21 S’agissant de l’article 8, paragraphe 5, du RMUE, il rejette et réfute les allégations de la titulaire de la MUE dans la mesure où elle fait valoir qu’il n’y a pas de possibilité de lien parce que les entreprises des parties exercent leurs activités dans des domaines distincts. Leur secteur se chevauche certainement et il en est de même pour les listes de produits et services respectives: les produits et services antérieurs englobent, en tant que catégorie plus large, les produits et services contestés. Même si un tel chevauchement n’existait pas (ce qui n’est pas le cas), la demande en nullité demeurerait accueillie sur la base des motifs visés à l’article 8, paragraphe 5, du RMUE, dont toutes les conditions sont remplies. Les signes sont similaires, il existe un lien et un risque de préjudice.
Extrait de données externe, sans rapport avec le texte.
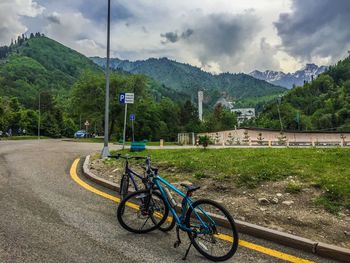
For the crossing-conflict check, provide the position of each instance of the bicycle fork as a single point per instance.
(178, 242)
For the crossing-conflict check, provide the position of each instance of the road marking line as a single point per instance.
(243, 243)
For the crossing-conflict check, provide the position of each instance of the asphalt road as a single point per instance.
(45, 216)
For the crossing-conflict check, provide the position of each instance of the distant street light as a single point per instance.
(105, 150)
(279, 112)
(39, 116)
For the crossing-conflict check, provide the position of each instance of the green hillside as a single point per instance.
(323, 104)
(188, 79)
(71, 90)
(39, 64)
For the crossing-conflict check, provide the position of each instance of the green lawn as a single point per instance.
(328, 169)
(27, 137)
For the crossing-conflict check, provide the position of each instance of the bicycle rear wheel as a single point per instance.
(214, 239)
(124, 186)
(141, 212)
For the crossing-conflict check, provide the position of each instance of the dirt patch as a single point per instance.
(287, 205)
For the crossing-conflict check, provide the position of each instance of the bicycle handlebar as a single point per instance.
(126, 157)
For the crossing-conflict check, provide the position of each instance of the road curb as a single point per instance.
(308, 245)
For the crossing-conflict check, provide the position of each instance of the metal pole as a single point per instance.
(132, 126)
(105, 150)
(39, 118)
(279, 113)
(126, 109)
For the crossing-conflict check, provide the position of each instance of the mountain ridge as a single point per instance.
(288, 80)
(189, 79)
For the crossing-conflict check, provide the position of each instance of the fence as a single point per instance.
(254, 137)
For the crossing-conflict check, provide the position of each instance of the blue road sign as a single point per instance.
(122, 98)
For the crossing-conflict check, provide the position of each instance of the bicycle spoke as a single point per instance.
(144, 223)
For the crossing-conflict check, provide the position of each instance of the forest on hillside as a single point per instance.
(71, 89)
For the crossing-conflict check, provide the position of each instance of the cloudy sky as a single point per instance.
(216, 35)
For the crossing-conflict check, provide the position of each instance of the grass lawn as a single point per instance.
(328, 169)
(27, 137)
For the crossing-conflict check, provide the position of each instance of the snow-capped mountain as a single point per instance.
(289, 79)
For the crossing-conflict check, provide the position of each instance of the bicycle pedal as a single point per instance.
(177, 244)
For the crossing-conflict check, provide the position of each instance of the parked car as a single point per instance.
(81, 134)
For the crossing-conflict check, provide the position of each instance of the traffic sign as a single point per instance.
(126, 98)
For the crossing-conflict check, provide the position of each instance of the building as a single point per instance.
(244, 114)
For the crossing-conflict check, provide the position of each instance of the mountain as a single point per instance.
(323, 104)
(40, 64)
(289, 79)
(188, 79)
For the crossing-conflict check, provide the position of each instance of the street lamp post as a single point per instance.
(39, 117)
(105, 150)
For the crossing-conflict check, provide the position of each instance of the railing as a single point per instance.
(274, 143)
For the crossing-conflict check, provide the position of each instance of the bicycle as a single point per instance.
(129, 174)
(195, 217)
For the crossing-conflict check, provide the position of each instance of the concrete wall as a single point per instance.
(273, 136)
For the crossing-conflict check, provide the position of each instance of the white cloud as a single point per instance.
(225, 35)
(11, 13)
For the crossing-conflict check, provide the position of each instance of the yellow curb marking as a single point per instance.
(243, 243)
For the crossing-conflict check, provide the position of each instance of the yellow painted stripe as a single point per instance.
(73, 174)
(243, 243)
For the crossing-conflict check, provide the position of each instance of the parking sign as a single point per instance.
(126, 98)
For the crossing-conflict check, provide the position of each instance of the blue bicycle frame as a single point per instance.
(186, 203)
(132, 175)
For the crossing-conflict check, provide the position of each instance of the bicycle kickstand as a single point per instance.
(178, 241)
(188, 250)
22 En ce qui concerne l’article 8, paragraphe 4, du RMUE, la demanderesse en annulation a fourni de nombreuses preuves de son goodwill de la marque «SKY», qui est suffisant pour établir des droits non enregistrés en vertu de l’article 8, paragraphe 4, du RMUE. La demanderesse en nullité répète ses observations selon lesquelles l’usage de la marque contestée constituerait une présentation trompeuse ayant pour effet de causer un préjudice et, en tant que telle, remplit le critère de l’usurpation («passing off»).
23 Le 1 mai 2020, la titulaire de la marque de l’Union européenne a, à nouveau, demandé une suspension de la procédure de recours en vertu de l’article 71, paragraphe 1, point b), du RDMUE, étant donné que chacun des motifs de nullité de la demanderesse en nullité serait très susceptible de disparaître. En ce qui concerne les droits britanniques antérieurs, elle fait valoir que la suspension est justifiée, dès lors qu’avec le départ du Royaume-Uni de l’UE, les droits britanniques ne constituent plus des motifs d’attaque valables contre les enregistrements de marques de l’Union européenne. En ce qui concerne la MUE antérieure, elle fait valoir qu’une telle justification est accordée à titre de marque étant donné que la marque fait l’objet, à ce stade, d’une procédure dont il est impossible d’établir qu’une ou plusieurs des attaques ont fini par aboutir.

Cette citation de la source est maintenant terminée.